Tuesday, December 5, 2023

Let's Do The PISA Panic Dance

Is there anything in education particularly useful or illuminating in the scores from the Programme for International Student Assessment (PISA) in this (or any) year?

Short answer: 


Long answer: 

Time for the PISA Panic Dance. You will hear, as always, that the US is woefully low in the rankings. We have always been low in these test scores gleaned from fifteen year olds. In fact, because everyone took some big hits this time, we actually climbed a bit. But we're still woefully low. 

Expect to hear from the usual suspects declaring that the woefully low ranking of the US is a monumental crisis of cosmic proportions and therefor we should rush to implement [insert name of the same policy that they push every other day of the week here]. 

Expect plenty of chicken littling. If you care to respond...

Long response to cries of "Our PISA rank is low! Our PISA rank is low!":

Do you have a research based context for your alarms? What can you tell me about the comparison-- is it between similar student populations, or do certain countries only test certain student populations? Additionally, can you cite any research that ties the PISA rankings to specific real-world outcomes for nations. For instance, Estonia routinely ranks high on these lists--in what areas do you believe Estonia is outpacing the US, and how would raising our PISA scores help counterbalance that?  

For instance, one authority says this: "Since a high ranking on PISA corresponds to economic success, researchers have concluded that PISA is one of the indicators of whether school systems are preparing students for the 21st-century global knowledge economy." Can you explain the difference between correlation and causation?

Short response to cries of "Our PISA rank is low! Our PISA rank is low!":

So what?

Okay, there are a couple of other pieces of data highlighted in the New York Times coverage that may shake up the usual PISA Panic Dance (despite the fact that NYT uses the "lost equivalent of three-quarters of a year" baloney). For instance, the US "lost less ground" aka "test score points" than some European nations that "prioritized opening schools more quickly." PISA also didn't find an increase in the gap between US highest and lowest students. 

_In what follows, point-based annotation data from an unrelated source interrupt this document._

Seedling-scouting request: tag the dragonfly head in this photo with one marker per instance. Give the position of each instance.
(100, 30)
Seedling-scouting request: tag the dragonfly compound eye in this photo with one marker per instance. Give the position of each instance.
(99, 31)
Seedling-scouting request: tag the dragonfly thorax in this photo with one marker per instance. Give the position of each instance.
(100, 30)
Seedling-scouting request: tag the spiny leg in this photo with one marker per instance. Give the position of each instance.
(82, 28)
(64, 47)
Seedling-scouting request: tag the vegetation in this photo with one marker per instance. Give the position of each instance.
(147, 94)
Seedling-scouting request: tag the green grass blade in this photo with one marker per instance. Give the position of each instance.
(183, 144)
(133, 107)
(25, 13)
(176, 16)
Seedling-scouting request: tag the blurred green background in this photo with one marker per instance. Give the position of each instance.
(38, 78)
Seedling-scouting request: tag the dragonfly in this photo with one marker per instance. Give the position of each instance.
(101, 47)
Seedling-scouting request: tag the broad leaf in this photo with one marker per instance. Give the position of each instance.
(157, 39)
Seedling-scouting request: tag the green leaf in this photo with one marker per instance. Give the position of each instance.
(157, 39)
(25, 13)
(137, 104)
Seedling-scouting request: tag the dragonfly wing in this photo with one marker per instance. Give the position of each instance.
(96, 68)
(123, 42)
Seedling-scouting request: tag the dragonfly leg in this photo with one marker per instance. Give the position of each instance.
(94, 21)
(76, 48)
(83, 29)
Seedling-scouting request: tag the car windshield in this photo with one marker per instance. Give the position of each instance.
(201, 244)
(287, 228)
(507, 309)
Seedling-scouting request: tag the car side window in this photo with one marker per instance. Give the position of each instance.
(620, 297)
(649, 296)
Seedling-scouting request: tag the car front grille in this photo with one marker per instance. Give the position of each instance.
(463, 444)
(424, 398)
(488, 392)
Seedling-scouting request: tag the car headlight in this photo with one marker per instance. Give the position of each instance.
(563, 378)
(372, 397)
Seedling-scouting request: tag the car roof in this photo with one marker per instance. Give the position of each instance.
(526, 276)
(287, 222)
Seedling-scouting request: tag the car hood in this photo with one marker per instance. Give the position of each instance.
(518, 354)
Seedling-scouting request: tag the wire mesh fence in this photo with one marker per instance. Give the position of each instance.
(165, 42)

But it's the final paragraph of Sarah Mervosh's article that is most concerning.
On other measures, the United States stood out for having more children living with food insecurity (13 percent, compared with an average of 8 percent in other O.E.C.D. countries), more students who are lonely at school (22 percent, versus 16 percent) and more students who do not feel safe at school (13 percent, versus 10 percent).

Here's hoping that someone in the education policy world chooses to stop the PISA Panic Dance long enough to look these data and declares that we should do something about them. Instead of worrying about our international bragging rights, maybe we could focus on the lives of the young human beings in our schools. That would be worth a real dance.


1 comment:

  1. The handwringing and pearl clutching is simply misguided. Media know-nothings (especially NYT "education reporters") should take the time to read the Common Core(ish) math standards, and then take a look at the PISA sample test items.

    Spoiler Alert: There is virtually zero correlation.

    Then they can redirect their handwringing and pearl clutching at our misguided sets of math standards that almost completely ignore real world applications and measurement.